Exotic: Ah, the key bass, just like Zia from the Dandys plays!
Rick Bain: There is that influence, but the key bass allows one of my best friends in the world to play in the band with me.
Eric: It's the only thing I can play!
Exotic: So do you have to take your shirt off on stage?
Joe: He doesn't quite have the boobs for it.
Exotic: You can always tell a band's self-esteem level by their stage presence. Some bands have guys that just stare at their shoes and mope while others actually move and groove.
Joe: We're performers! We want to make it as fun to look at us as it is to hear us.
Eric: We've made ourselves easy targets by trying to be entertaining. But you gotta wiggle your ass a little bit.

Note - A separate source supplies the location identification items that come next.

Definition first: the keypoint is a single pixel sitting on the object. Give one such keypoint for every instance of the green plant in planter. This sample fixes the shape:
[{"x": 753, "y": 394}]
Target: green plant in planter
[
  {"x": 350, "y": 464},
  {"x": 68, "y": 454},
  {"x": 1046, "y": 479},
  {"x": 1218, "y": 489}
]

Some people resent you for that.
Michael: Portland especially. They seem to embrace the shoe-gazers.
Exotic: I guess it's the old "Dandy Warhols vs. Elliott Smith" debate.

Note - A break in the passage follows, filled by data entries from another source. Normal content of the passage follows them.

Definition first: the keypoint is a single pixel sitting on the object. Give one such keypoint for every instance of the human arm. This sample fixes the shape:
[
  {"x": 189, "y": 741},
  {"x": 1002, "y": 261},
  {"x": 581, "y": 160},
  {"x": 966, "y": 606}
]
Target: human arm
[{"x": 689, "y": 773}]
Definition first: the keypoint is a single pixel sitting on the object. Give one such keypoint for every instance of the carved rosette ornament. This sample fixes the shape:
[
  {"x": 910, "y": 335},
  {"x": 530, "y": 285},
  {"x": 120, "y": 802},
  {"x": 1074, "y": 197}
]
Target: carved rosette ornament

Joe: That's right! It seems to be the way things break down in Portland. The indie-rock, Elliott Smith, Quasi thing and then, like us and the Dandys...
Rick Bain: I'm just not sad.
Joe: We just want to have a good time! I love Elliott Smith records, I think he's a great songwriter.

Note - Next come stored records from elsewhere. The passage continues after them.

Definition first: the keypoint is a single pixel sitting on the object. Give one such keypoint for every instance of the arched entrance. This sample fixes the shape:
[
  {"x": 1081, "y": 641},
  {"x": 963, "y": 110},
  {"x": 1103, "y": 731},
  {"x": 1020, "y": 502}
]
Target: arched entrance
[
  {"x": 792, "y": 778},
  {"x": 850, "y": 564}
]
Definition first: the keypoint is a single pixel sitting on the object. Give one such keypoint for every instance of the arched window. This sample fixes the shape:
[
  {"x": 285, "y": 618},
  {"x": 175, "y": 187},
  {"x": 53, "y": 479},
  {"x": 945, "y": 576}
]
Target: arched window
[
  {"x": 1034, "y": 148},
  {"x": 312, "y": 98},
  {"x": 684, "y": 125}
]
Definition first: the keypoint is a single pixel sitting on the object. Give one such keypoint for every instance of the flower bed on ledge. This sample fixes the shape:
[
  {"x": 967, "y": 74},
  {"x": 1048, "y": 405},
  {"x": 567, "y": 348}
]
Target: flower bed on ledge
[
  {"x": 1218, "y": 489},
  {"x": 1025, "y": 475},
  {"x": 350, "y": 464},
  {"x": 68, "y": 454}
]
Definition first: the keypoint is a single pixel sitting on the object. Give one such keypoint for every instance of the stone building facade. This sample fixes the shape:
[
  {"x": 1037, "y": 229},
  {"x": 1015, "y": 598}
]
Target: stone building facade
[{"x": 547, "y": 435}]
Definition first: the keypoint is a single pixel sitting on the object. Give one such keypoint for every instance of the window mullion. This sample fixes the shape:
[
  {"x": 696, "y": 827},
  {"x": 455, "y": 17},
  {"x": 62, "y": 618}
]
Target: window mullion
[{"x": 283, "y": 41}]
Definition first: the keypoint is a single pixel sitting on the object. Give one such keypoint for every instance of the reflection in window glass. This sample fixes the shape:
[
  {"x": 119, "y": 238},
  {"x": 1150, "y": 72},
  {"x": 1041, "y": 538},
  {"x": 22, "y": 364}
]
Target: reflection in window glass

Rick Bain: I do, too, but I think Elliott Smith has more of an ego problem than Courtney Taylor ever could. Do we really give a shit about all that shit?
Joe: Some people do...
Exotic: What was the Dandys tour like? How far did you go?
Rick Bain: Physically? Courtney didn't touch me and I didn't touch him.
Exotic: Did the Dandys' crowd like you?
Rick Bain: Yeah, I think they did.
Eric: It was a nice challenge for us because we had a virgin audience to what we were doing and each night we had to win them over. It seems like we did that every night.
Exotic: Were you competitive with the Dandys? Did you try and blow them off the stage?
Eric: Every night! But it was friendly competition.
Joe: It was healthy. I think they played better with us opening for them. They're a great live band, but I think we gave them a run for their money.
Exotic: Did you get any girly action on the Dandys tour?
Michael: There was no time! We were always worried about getting to the next city on time.
Joe: We did better on our own tour. With the Dandys there was no time to hang
out and hook up.
Rick Bain: Well, in New York, Joe had two girls fighting over him.
Joe: I'll tell it! There was this one girl I really liked and I invited her to this party but she couldn't come. So I asked this other girl and made out a little bit and the other one showed up and I didn't know what to do. I really liked the first one a lot, so I kind of told the other one to go away.
Exotic: After making out with her?
Joe: Well, I didn't really tell her to leave, it's just that the first girl showed up and got
really mad and kind of made a scene.
Exotic: What
a stud! What's your next step career-wise?
Eric: To be heard of.
Joe: We're trying to book another U.S. tour in the same cities we were in with the Dandy Warhols. We're trying to get our label to really get behind it with publicity and radio support. We've been working backwards. We had no album distribution when we toured with the Dandys. We got our records done on the day we left!
Exotic: Do you spend a lot of time thinking about band style?
Rick Bain: Not as a band, but I think individually we do. We like to look good...
Joe: I think we've been wearing the same clothes the whole time. We don't have any money! I have one pair of jeans and one pair of corduroys!
Michael: There were a lot of reviews when we were a young band that focused on the clothes we wore and the clothes our fans wore instead of anything we played.
Exotic: Do you think your music is sexy? Do people get into the grooves in a
sexy way?
Rick Bain: We get a lot of that. I think our music is sexy. Music is great to make love to.
Eric: I like fucking to it.
Exotic: Beats the weather channel, I suppose. Now, when people say there are Beatles fans and Stones fans, they're talking about the Beatles representing a sort of idealized, starry-eyed love and the Stones being more about slipping out for a quick shag. Where do you guys fall in line?
Rick Bain: We're both. We're starry-eyed shaggers. I like the Stones, the whole
take it out to the van and shag thing, but I love every Beatles song. I can't say that about the Rolling Stones. Jagger could seduce a four-year-old girl, but could he put a tear in the eye of both the girl and her grandmother? John Lennon was a starry-eyed shagger.